If we can say it doesn't, how can we - how can you - defend using gravity as a universal truth the application of which primes over empirical evidence for geocentricity?
I am not defending that. Some American Catholics are.
- VII
- 7:59 "within that framework, I'm not going to find a deity"
No, not a deity. But certainly more than one very obvious God-did-it.
8:06-08 "God is not a force within the observable measurable cosmos"
In a sense He is, if He distinguishes miracles from ordinary events.
In a sense He is, if certain things within the observable cosmos are directly produced by Him and others only indirectly.
You are verging on interpreting Tertia Via in such a Pantheistic way as to clearly impinge on Prima Via.
8:31 "no one thinks God is a ... you're going to find within the universe"
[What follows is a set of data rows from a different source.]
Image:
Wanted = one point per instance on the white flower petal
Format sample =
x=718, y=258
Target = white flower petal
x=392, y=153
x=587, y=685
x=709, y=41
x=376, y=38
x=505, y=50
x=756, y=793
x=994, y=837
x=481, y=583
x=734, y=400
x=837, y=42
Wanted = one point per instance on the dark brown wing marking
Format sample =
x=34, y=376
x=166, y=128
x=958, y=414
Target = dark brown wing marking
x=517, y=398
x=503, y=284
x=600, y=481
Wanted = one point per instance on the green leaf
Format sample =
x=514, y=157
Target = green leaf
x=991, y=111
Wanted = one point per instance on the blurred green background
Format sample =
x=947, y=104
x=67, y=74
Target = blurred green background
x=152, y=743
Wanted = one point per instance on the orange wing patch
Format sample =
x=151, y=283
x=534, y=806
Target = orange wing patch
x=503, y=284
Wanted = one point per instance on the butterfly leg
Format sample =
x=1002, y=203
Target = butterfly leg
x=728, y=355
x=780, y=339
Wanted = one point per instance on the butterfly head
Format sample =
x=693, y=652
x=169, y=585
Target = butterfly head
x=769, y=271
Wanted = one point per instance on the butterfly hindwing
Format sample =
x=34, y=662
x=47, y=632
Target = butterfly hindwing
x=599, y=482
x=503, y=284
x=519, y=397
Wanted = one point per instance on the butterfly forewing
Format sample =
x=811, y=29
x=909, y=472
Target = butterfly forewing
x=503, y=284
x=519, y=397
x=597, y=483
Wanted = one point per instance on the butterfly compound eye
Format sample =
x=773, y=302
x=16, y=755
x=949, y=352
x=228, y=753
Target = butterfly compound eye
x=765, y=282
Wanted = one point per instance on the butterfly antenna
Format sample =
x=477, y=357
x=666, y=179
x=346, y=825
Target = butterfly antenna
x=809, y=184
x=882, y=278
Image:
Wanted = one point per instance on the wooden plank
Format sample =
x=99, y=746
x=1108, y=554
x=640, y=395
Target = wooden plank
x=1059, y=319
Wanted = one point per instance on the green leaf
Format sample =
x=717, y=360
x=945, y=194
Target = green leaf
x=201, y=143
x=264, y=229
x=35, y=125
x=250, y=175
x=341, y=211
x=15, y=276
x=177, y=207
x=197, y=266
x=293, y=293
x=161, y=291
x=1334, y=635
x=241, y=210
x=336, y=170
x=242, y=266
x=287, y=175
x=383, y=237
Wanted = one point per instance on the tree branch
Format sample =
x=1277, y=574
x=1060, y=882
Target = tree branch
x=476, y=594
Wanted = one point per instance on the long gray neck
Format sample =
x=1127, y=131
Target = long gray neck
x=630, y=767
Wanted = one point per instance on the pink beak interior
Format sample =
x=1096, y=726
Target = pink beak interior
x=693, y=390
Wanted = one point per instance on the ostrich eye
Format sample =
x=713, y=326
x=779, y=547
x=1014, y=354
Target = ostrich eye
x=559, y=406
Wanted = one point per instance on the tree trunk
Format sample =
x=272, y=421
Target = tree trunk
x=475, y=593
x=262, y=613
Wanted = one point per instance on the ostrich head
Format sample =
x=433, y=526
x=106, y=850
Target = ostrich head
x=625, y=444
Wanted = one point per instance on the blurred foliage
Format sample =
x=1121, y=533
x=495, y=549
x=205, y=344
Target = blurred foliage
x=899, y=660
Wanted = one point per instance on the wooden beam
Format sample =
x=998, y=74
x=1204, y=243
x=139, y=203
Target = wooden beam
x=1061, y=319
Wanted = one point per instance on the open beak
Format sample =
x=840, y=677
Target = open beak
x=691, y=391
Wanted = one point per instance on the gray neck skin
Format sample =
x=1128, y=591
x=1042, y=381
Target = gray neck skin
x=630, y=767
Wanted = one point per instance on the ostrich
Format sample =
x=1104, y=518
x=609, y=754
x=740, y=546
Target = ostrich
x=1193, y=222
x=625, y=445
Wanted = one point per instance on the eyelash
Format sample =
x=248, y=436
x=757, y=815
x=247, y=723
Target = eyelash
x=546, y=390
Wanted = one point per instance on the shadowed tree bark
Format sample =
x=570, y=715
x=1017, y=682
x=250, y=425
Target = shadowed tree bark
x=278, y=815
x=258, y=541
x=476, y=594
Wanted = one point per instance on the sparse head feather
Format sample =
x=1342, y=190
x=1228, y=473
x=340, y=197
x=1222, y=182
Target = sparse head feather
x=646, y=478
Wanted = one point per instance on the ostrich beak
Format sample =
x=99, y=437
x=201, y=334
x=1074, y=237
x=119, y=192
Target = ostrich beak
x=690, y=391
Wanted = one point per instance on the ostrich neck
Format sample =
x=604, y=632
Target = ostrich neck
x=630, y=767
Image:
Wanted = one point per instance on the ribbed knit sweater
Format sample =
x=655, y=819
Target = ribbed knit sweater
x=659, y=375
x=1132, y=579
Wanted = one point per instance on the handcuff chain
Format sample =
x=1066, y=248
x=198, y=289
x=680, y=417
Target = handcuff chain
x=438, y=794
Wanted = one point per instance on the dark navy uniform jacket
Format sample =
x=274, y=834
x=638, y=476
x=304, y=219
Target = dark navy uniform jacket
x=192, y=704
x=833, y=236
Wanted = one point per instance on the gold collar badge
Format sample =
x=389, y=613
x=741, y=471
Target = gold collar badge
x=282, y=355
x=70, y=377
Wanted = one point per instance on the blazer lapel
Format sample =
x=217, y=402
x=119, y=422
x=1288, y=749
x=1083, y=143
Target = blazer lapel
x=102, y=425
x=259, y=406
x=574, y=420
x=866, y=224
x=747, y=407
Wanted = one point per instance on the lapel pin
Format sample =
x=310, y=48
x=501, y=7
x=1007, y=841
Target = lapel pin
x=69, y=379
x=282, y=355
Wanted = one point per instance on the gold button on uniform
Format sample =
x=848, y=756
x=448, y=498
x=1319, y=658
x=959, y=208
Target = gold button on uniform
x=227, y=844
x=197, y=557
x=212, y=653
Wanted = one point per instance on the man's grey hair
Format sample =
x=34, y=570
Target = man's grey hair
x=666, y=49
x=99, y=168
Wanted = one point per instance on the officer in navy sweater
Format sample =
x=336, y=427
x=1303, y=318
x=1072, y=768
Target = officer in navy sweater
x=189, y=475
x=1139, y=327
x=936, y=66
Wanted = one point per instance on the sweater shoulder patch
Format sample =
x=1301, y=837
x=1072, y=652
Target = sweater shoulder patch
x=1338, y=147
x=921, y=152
Well, if not God, then very immediate traces of God.
LIKE, on the Thomasic and Geocentric view, the daily motion of the Universe around us.
Obviously, denying this is in conflict with the theorem that there are only a finite number of moved movers.
Some moved mover is not moved indirectly by the unmoved one and directly only by another moved mover. Some moved mover is moved directly by the unmoved one.
Deny that, you pull away the very basis for concluding there is an unmoved one, since you have admitted in principle a clear possibility of an infinite series of moved movers.